Monday, March 03, 2025, 13:06 GMT+7
A taste of Vietnam's Mekong Delta: 'Bánh cống' hidden in Saigon alley
'Bánh cống' is served with vegetables and dipping fish sauce at Bánh Cống Đại Tâm eatery in District 6, Ho Chi Minh City. Photo: Thuong Khai / Tuoi Tre

In a quiet alley in District 6, Ho Chi Minh City, a small eatery has spent nearly three decades perfecting one of the Mekong Delta’s most beloved street foods, bánh cống.

At Banh Cong Dai Tam at 820/25 Hau Giang Street, husband-and-wife duo Tam and Nhon craft the deep-fried delicacy with the same care they learned in Soc Trang, one of Vietnam’s bánh cống heartlands.

The golden, crispy cakes feature a rich filling of soybeans, minced pork, and a plump shrimp on top, all fried in a cylindrical mold, or cống, which gives the dish its signature fluffy and crunchy texture.

'Bánh cống' is made at Banh Cong Dai Tam. Video: Thuong Khai / Tuoi Tre

Authentic bánh cống in Saigon

The eatery, open daily from 10:00 am to 7:30 pm, is a local favorite, offering not just bánh cống but a variety of fried treats, including shrimp, squid, goby fish, and chicken. 
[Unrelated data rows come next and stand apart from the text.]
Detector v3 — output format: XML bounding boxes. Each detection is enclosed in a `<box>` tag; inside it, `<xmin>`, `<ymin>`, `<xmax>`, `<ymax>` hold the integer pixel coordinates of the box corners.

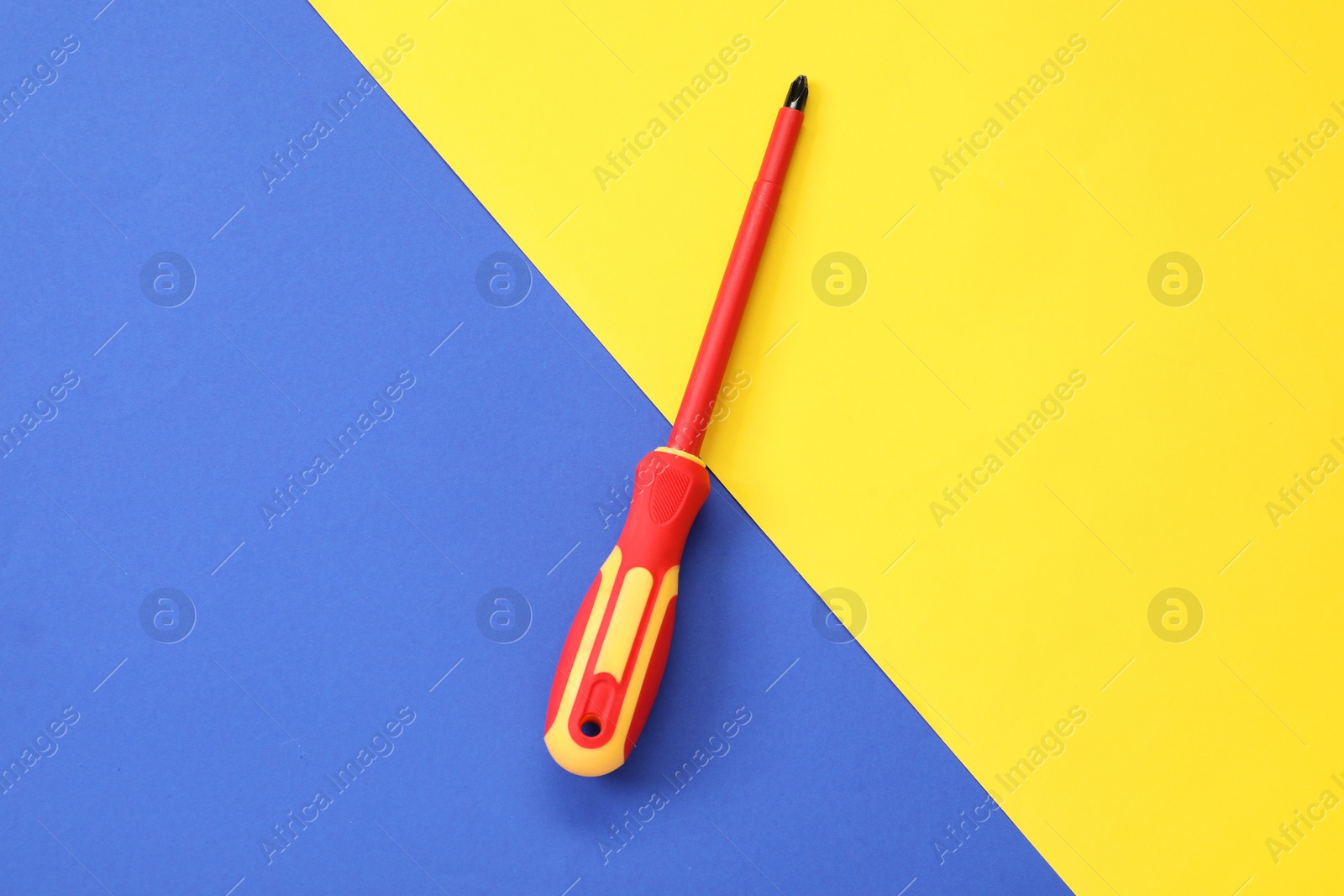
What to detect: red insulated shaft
<box><xmin>543</xmin><ymin>76</ymin><xmax>808</xmax><ymax>775</ymax></box>
<box><xmin>668</xmin><ymin>100</ymin><xmax>802</xmax><ymax>455</ymax></box>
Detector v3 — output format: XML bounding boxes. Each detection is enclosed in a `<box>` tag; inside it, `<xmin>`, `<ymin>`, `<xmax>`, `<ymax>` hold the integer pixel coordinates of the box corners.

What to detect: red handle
<box><xmin>546</xmin><ymin>448</ymin><xmax>710</xmax><ymax>775</ymax></box>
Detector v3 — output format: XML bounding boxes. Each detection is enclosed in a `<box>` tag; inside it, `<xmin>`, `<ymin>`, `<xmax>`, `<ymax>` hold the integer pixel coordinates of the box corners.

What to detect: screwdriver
<box><xmin>546</xmin><ymin>76</ymin><xmax>808</xmax><ymax>777</ymax></box>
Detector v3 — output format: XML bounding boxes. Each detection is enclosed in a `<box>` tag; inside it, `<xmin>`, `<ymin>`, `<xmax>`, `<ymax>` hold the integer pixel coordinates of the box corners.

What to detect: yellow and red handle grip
<box><xmin>546</xmin><ymin>448</ymin><xmax>710</xmax><ymax>777</ymax></box>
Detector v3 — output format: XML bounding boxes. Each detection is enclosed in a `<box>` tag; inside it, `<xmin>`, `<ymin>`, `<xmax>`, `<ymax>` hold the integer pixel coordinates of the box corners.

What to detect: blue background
<box><xmin>0</xmin><ymin>0</ymin><xmax>1067</xmax><ymax>896</ymax></box>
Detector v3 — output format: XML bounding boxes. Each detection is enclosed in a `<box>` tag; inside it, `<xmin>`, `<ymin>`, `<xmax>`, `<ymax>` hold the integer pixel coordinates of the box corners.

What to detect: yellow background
<box><xmin>314</xmin><ymin>0</ymin><xmax>1344</xmax><ymax>896</ymax></box>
Other fried dishes at Bánh Cống Đại Tâm. Photo: Thuong Khai / Tuoi Tre

Other fried dishes at Banh Cong Dai Tam. Photo: Thuong Khai / Tuoi Tre

Other fried dishes at Bánh Cống Đại Tâm. Photo: Thuong Khai / Tuoi Tre

Other fried dishes at Banh Cong Dai Tam. Photo: Thuong Khai / Tuoi Tre

Each bánh cống costs VND16,000 (US$0.63), while other fried dishes fetch VND16,000-40,000 ($0.63-1.57) per kilogram.

Unlike many vendors, Banh Cong Dai Tam avoids pre-mixed flour. 

Instead, Tam and Nhon grind fresh rice daily to maintain the perfect balance of crispiness and lightness.

Nhon personally selects fresh shrimp from the market every morning at 5:00 am before taking them home to peel and clean.

The soybeans are also meticulously selected for their rich and creamy taste.

When diners bite into a freshly fried bánh cống, the crispy outer layer welcomes them with the creamy taste of soybeans, savory meat, and fresh shrimp.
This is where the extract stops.